東京高等裁判所 平成10年(行ケ)10号 判決 1998年9月29日
大阪市東淀川区下新庄1丁目7番22号
原告
平沼良作
東京都千代田区霞が関3丁目4番3号
被告
特許庁長官 伊佐山建志
同審査長
桜井氏
同審査官
菅澤氏
同審判長
横田芳信
外2名
主文
本件訴えを却下する。
訴訟費用は原告の負担とする。
事実及び理由
1 本件訴えに係る請求の趣旨の記載は、「一 被告は、原告に対し、拒絶審査及び審判請求に対し矛盾しすぎる点は納得はできない由 二 訴訟費用は被告の負担とする。との判決及び仮執行の宣言を求める。」というものであるところ、本件記録によれば、原告は、発明の名称を「抵抗風圧力発電機装置」とする発明(以下「本願発明」という。)についてされた特許出願(平成4年特許願第137516号)の拒絶査定に対する審判事件(平成8年審判第2202号事件)について、特許庁が平成9年10月27日にした「本件審判の請求は、成り立たない。」旨の審決(以下「本件審決」という。)の取消を求めるものと解される。
2 本件記録によれば、本件審決書の謄本は、平成9年12月12日に原告に送達されたこと、原告は、本件訴状を郵便により平成10年1月12日に提出したが、同訴状が当裁判所に到達したのは同月14日であることが認められる。そして、訴状は、裁判所に到達して初めて訴えの提起の効果が生じるものであるから(民事訴訟法133条1項)、本件訴えが当庁に提起されたのは、平成10年1月14日というべきである。そうすると、本件訴えは、審決の謄本の送達があった日から30日を経過した後に提起されたものであって、不適法でその不備を補正することができないから(特許法178条3項)、口頭弁論を経ないで却下すべきものである。

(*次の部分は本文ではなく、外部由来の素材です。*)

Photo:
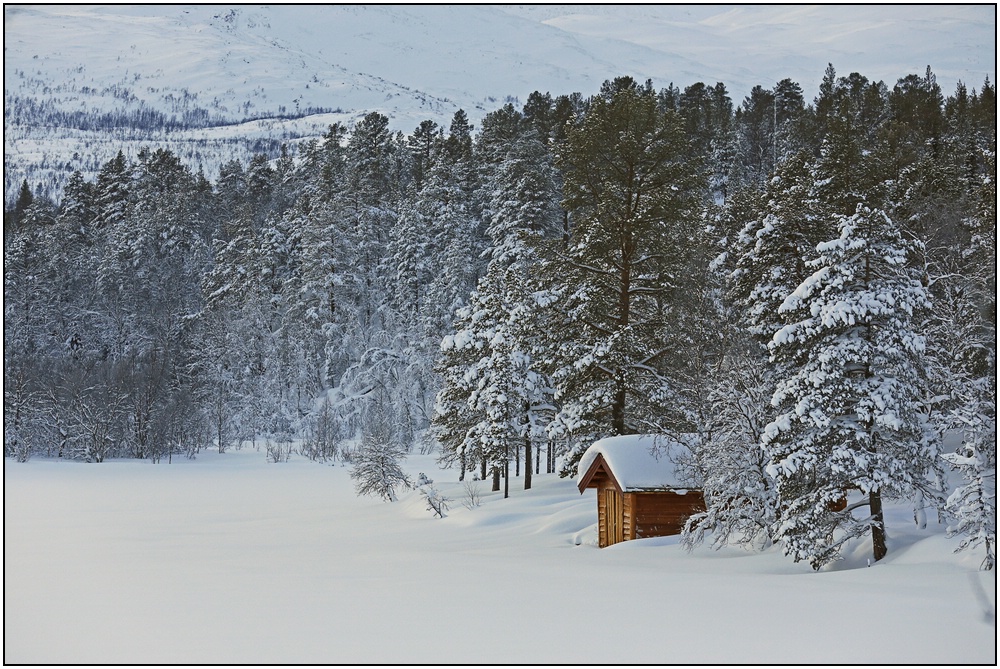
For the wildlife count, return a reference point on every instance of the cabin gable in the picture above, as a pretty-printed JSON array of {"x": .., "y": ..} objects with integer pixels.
[{"x": 644, "y": 502}]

3 本件記録によれば、本件審決は、本願発明に係る特許出願の共同出願人である原告と訴外尹東游(代理人原告)が共同でした審判の請求について、原告と訴外尹東游の両名に対してされたものであることが認められる。そうすると、本件審決の取り消しを求める訴えは、原告と訴外尹東游の両名が提起することを要する必要的共同訴訟であるところ、本件訴えは、原告が単独で本件審決の取消を求めるものであるから、この点でも不適法である。そして、本件審決書の謄本が訴外尹東游の代理人である原告に送達されたのは平成9年12月12日であるから、訴外尹東游も、既に出訴期間を徒過しているため、その不備を補正することができない(最高裁判所昭和36年8月31日第一小法廷判決・民集15巻7号2040頁参照)。したがって、本件訴えは、この点においても、口頭弁論を経ずに却下すべきものである。
4 なお、審決に対する訴えは、特許庁長官を被告としなければならないから、特許庁長官を除くその余の被告に対する訴えは、この点でも不適法でその不備を補正することができない。また、審査長桜井氏及び審査官菅澤氏に対する訴えを、前記拒絶査定の取消を求めるものと解するとしても、そのような訴えは、提起することができないから(特許法178条6項)、不適法でその不備を補正することができないものである。
5 よって、本件訴えは、不適法でその不備を補正することができないから、口頭弁論を経ないで、判決で、これを却下することとし、訴訟費用の負担について行政事件訴訟法7条、民事訴訟法61条を適用して、主文のとおり判決する。